The driver and radio operator were located in tandem, behind one another. They were housed in a special hump which also held the cooling system. This strange layout meant that the driver and radio operator had to use a hatch in the back of the driver's compartment. The running gear was similar to that of the T-34M, but the drive sprocket and idler were different. A star gear was used rather than a lantern gear.
Overall view of the T-44. It's not impossible that the final configuration would be different.
The armament and turret of the T-44 also look interesting. The creators did not spare machine guns. There were a whopping 6 of them (2 in the hull, 2 coaxial, and 2 in the rear of the turret). The turret was similar to the one that would later go on the production T-34M tank. It could also be either welded, cast, or stamped. One of the biggest changes was the commander's cupola. It had a special blister that would allow the commander to fire two PPSh submachineguns simultaneously.
Sectional view of a version with the ZIS-2 57 mm gun.

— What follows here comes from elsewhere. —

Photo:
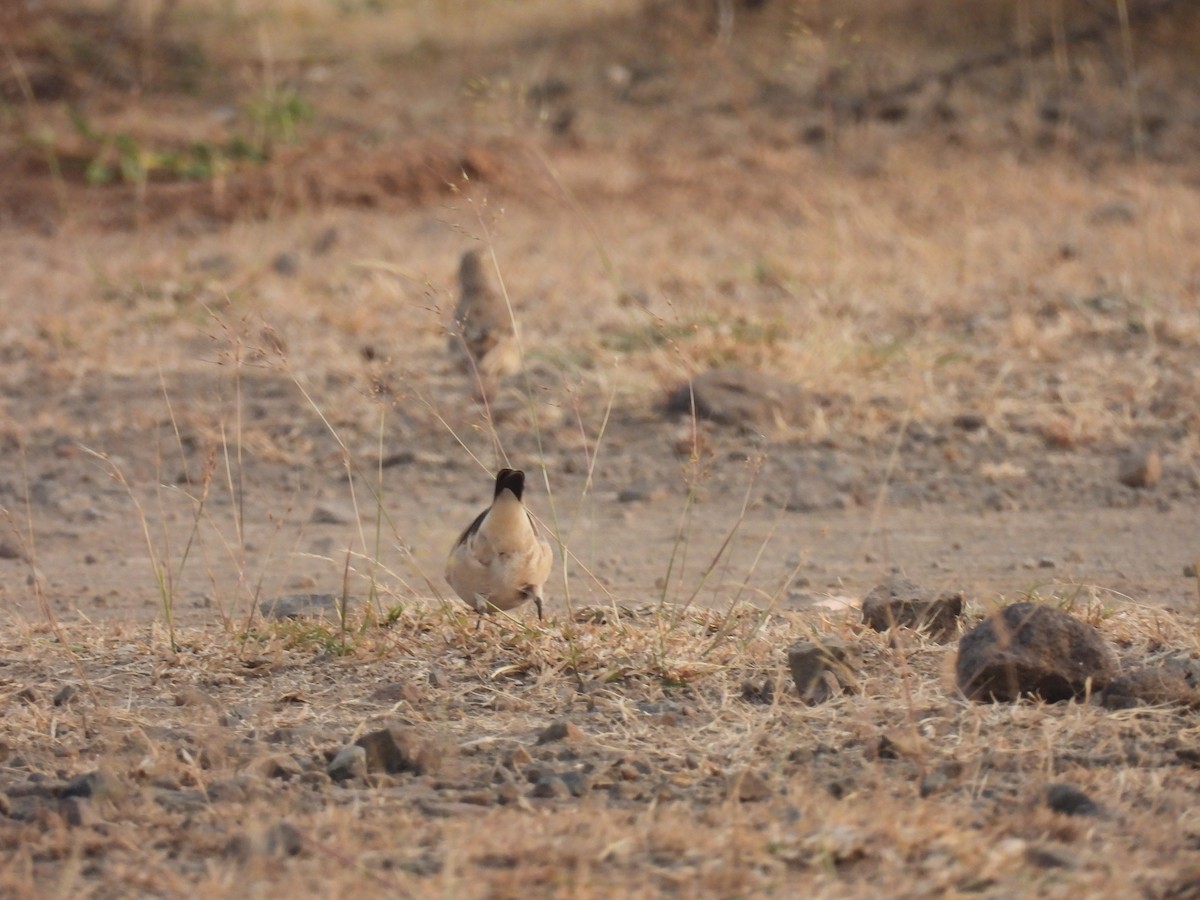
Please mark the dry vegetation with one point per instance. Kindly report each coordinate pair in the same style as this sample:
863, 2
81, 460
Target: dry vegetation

As mentioned above, the tank was planned in three variants. The first would weigh 36 tons and would have the same armour and engine as the proposed project. The armament would consist of a 57 mm ZIS-4 gun with 160 rounds of ammunition. The top speed was estimated at 59 kph. The second variant had a mass of 40 tons, its front armour was thickened to 90 mm, and the turret had the same armour all around. The sides of the hull were 75 mm thick. This tank received a 76 mm ZIS-5 gun with the same 160 rounds. The tank received an 850 hp V-6 engine which gave it a top speed of 65 kph.
Finally, the third variant was a 50 ton tank with a reworked turret and rear hull. The third variant would receive the 107 mm ZIS-6 gun, which meant that the turret and the turret ring would have to increase in size. The thickness of the armour also increased. This tank had a 120 mm thick front hull and turret and 100 mm thick hull sides and rear. The V-6 engine gave it a top speed of 53 kph. This was an analogue of the KV-3, but more mobile, lighter, and with more ammunition (60 rounds for the ZIS-6).
The heaviest version had a larger turret and a 107 mm ZIS-6 gun.
Strangely, the review of the project settled on the first variant with an additional requirement to reduce the mass to 29-29.5 tons. This vehicle is also mentioned in NKSM order #193s given on May 10th, 1941. According to the tactical-technical characteristics presented, the NKSM returned to the initial T-44 variant. Two prototypes were due on October 15th, 1941, to be tested on November 25th. As of May 30th, only one gun was considered for the tank. Production of ammunition for the 3-K AA gun ceased, and the ZIS-5 could be left without ammunition. Instead of the ZIS-5, one of the T-44 tanks would be armed with the F-34. Considering further evolution, the only prospective gun was the ZIS-4.
Work on the T-44 tank did not progress past drafts. Production of armour was discussed at the Mariupol factory and NII-48 and proof plates of the required thickness would be produced. The start of the Great Patriotic War spelled the end of the T-44. Nevertheless, the tank had a chance to be reborn in the summer of 1942, when the creation of the KV-13 was discussed. There was even a draft GKO decree to revive the tank, but it remained just a draft.